Milan has been on Mt. Stara since day one of fire, recording everything: It hurts to watch it burn
Milan Radovanovic from Pirot, as an amateur radio operator and nature lover, recorded scenes every day of the fire on Stara Mountain, which has been burning since Sunday
Heat is felt from the fire, low vegetation and leaves were burning. It hurts... something in you hurts as you watch the mountain burn. This is what Milan Radovanovic, an amateur radio operator and civil protection member of the Scientific and Professional Society for Risk and Emergency Management, who has been at the scene every day since the fire started on Stara Mountain, tells Telegraf.rs.
Milan was born in Pirot, and goes to the heart of the Stara Mountain fire every day to establish communication with citizens as an amateur radio operator.
"I have been going to Stara Mountain since Sunday, that is, the day when my colleagues on the Bulgarian side informed me that a fire had started. With Sreten Savov, chief of the emergency staff from Pirot, we are constantly on the site," Milan tells Telegraf.rs.

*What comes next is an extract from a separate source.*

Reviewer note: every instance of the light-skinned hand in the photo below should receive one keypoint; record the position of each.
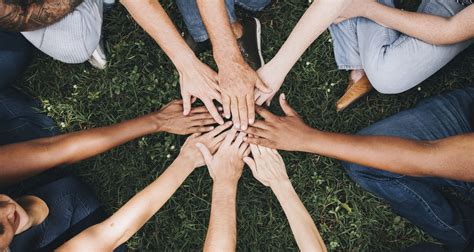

He explains that it is his job and that of his colleagues to, as amateur radio operators, establish communication with citizens, that is, with volunteers who are there together with the fire department.
"We pass information on whether someone needs something," says Radovanovic.
He goes on to explain what he and his colleagues found during the days of the fire 15 kilometers from Topli Do.
"In the first days we found a strong focal point, the conditions were very unfavorable, the wind was blowing towards us and threatened to extend to Arbinje - a strict national park. Firefighters were able to make something like a cordon from day one and prevent fire from penetrating deep into the forest. Low vegetation, juniper shrubs burned," Radovanovic says.
The interlocutor of the Telegraf.rs portal says that afterwards the wind changed direction, which was favorable for us.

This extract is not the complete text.